Ce que ça change pour vous — concrètement
Cette décision a des implications majeures pour tous les acteurs de l'immobilier. Voyons-les profil par profil.
Pour le vendeur : vous ne pouvez pas, après avoir dissimulé une partie du prix, invoquer la nullité pour récupérer votre bien. La vente reste valable. En revanche, vous êtes passible de sanctions fiscales : rappel de droits (jusqu'à 80 % des sommes dissimulées), majorations et intérêts de retard. Sans compter une possible amende pénale (article 1741 du CGI) pouvant aller jusqu'à 500 000 € et 5 ans d'emprisonnement. Exemple chiffré : si vous vendez un appartement à Montargis pour 200 000 € mais déclarez 150 000 €, l'administration peut vous réclamer les droits sur les 50 000 € manquants, soit environ 5 000 €, plus une majoration de 40 % (2 000 €) et des intérêts.
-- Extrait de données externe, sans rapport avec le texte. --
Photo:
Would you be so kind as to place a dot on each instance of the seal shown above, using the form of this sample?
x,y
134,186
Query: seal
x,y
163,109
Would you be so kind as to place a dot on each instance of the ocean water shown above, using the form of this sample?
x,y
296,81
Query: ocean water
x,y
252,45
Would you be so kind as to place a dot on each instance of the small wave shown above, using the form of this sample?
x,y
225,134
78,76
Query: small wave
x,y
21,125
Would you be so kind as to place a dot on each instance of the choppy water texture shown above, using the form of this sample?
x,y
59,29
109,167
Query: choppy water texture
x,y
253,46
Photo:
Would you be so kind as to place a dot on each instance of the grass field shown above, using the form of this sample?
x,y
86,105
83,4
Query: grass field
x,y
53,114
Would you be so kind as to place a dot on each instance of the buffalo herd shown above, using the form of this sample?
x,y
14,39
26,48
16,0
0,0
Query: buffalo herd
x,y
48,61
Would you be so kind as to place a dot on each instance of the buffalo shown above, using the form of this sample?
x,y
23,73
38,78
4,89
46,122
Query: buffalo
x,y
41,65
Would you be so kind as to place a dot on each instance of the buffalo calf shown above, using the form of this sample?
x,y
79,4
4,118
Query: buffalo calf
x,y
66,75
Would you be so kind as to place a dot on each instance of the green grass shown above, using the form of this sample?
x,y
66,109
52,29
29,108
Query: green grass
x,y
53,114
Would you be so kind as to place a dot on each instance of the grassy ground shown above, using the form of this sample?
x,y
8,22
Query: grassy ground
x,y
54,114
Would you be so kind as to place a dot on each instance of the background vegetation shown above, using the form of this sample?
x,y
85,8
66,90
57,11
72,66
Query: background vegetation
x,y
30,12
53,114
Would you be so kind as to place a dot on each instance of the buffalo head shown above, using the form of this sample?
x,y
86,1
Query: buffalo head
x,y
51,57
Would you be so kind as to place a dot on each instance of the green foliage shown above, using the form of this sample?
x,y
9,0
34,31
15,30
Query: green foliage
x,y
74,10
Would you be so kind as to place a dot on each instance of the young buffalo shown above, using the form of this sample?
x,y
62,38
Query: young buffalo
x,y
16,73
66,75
Pour l'acquéreur : vous êtes en sécurité du point de vue de la propriété : votre titre de propriété est valable. Mais vous êtes complice de la fraude fiscale. Vous pouvez être poursuivi solidairement avec le vendeur pour le paiement des droits éludés. De plus, si vous avez versé la partie occulte, vous risquez de perdre cette somme sans recours.